When non-indexable pages find their way into your sitemaps, it can lead to a detrimental impact on your search rankings. This occurs because search engines allocate their crawl budget to these non-indexable pages, diverting resources from discovering new and relevant content. That is, Google and other search engines will visit non-indexable pages whose content cannot be included in the SERP, instead of scanning those pages that can be displayed in search results.
For a comprehensive detection of non-indexable pages in your sitemaps, we recommend harnessing the capabilities of our robust SEO crawler, JetOctopus.
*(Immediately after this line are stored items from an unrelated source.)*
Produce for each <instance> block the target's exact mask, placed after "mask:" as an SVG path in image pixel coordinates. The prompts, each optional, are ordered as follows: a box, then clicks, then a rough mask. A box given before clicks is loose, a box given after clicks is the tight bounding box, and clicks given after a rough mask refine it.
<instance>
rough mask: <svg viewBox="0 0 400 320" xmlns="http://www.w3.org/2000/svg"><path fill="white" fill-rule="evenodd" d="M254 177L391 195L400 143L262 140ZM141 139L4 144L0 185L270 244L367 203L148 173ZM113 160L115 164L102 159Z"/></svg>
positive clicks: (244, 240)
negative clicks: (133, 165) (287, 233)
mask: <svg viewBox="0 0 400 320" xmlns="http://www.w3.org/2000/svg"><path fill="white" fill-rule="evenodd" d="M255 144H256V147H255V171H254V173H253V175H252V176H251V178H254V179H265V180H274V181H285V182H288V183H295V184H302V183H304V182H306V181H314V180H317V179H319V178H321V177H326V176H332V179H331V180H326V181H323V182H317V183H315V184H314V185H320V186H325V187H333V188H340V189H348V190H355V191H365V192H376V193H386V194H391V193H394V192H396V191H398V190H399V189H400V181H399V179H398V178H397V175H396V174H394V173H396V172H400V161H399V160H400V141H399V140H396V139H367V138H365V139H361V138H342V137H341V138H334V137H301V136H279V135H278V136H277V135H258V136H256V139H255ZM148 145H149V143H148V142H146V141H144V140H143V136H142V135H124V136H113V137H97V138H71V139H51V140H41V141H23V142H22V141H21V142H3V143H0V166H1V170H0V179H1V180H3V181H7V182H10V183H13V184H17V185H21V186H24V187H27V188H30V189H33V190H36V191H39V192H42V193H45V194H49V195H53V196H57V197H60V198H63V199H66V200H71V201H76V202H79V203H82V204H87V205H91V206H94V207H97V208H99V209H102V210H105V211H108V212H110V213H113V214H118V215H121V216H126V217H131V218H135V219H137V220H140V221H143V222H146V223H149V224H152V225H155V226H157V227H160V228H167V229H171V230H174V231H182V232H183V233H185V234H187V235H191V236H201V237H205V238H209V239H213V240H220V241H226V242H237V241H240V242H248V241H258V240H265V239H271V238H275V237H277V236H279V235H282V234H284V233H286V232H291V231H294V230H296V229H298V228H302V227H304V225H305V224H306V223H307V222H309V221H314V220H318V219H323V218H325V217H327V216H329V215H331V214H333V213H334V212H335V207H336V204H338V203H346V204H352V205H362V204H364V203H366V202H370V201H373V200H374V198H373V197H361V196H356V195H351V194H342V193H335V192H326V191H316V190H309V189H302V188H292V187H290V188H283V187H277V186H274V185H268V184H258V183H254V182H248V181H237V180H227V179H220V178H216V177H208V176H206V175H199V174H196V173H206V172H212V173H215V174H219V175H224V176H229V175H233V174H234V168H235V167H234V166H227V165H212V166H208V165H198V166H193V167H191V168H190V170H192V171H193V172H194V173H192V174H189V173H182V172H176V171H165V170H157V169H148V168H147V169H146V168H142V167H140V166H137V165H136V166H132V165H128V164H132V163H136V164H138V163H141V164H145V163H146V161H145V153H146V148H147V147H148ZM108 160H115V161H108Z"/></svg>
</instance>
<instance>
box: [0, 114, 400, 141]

Here’s how you can go about it.
1. Launch a new crawl by clicking the “New crawl” button and opt for the “Sitemaps only” mode.
Next, in the “URL” field, enter its URL of your home page. Please don’t get confused: here you don’t need to enter links to sitemaps, but rather you need to insert a link to the home page of the site whose sitemaps you want to analyze. You need to add links to your sitemaps in the “Sitemaps” field below.
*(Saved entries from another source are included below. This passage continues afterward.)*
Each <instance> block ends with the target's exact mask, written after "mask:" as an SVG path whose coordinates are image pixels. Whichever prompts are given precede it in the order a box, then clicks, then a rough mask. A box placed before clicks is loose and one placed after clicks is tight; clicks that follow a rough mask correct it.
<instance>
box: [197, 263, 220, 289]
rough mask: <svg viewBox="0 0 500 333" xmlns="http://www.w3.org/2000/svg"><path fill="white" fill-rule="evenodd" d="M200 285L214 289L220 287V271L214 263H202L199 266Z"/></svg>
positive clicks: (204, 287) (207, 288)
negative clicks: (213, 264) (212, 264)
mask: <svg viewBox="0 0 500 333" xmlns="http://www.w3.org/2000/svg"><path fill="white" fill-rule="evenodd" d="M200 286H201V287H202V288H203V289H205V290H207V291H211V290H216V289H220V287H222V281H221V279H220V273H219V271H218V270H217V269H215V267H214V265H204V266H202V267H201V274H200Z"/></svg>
Make additional crawl settings. Since you want to detect non-indexable pages, deactivate the “Respect robot rules” checkbox.
Start the crawl.
After the crawl is complete, go to the crawl result and go to the “Sitemap URLs” data table. There you will see a separate data table “Non-indexable pages”. Click on this data table to go to the results and see what non-indexable pages are in your sitemap.
Please note that this data table uses the filter “Is indexable” – “No”, which means that this list will show all pages that cannot be crawled and indexed by search engines, in particular, pages that return a 404 status code , are canonicalized, etc.
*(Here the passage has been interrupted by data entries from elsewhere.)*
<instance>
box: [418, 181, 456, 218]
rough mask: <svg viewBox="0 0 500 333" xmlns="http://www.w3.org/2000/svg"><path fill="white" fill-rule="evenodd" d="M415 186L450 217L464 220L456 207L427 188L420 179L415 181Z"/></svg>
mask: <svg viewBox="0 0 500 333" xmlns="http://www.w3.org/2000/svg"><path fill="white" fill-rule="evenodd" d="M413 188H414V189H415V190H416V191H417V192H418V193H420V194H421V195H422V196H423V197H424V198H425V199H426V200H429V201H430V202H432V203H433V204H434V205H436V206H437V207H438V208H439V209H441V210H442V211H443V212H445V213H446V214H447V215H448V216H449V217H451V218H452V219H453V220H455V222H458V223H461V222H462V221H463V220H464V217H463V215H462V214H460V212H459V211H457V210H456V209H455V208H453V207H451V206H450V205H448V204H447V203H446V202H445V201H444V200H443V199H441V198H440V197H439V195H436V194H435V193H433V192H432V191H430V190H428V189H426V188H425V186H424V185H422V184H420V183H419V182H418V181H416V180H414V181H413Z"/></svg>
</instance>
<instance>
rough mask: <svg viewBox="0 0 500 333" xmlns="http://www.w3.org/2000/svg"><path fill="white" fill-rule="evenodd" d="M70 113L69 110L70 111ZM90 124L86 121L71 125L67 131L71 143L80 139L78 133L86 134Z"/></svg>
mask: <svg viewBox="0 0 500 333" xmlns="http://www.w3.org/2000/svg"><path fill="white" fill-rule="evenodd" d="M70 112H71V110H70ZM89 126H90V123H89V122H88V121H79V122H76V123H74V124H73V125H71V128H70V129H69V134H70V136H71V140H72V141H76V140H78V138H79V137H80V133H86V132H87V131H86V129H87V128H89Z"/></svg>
But if you want to detect pages that are not indexable due to meta robots or X-robots tag, select the desired filter “Is meta robots indexable” – “No” or “Is X-robots tag indexable” – “No”.
As a result, you will see a detailed list of pages that are non-indexable due to meta robots or X-robots tags that contain noindex.
You can export the data table by clicking on the “Export” button and selecting the desired format. It can be Excel, CSV, or you can export data directly to Google Sheets.
Please also note that you can filter out all URLs that are indexable from the current sitemap by using the filter “Is indexable” – “Yes” and export them to the sitemap. You can upload the updated sitemap to the root of your website, replacing the sitemap with non-indexable links.
In dealing with non-indexable URLs within your sitemaps, it’s imperative to expunge them. This can be accomplished by collaborating with developers to eliminate these URLs or by generating a new sitemap via JetOctopus. Subsequently, the updated sitemap can be submitted to Google, facilitating a more effective indexing process.
In summation, XML Sitemaps wield substantial influence in the realm of technical SEO. Optimizing them by removing non-indexable links can enhance your website’s overall search engine visibility and ensure efficient crawling and indexing processes.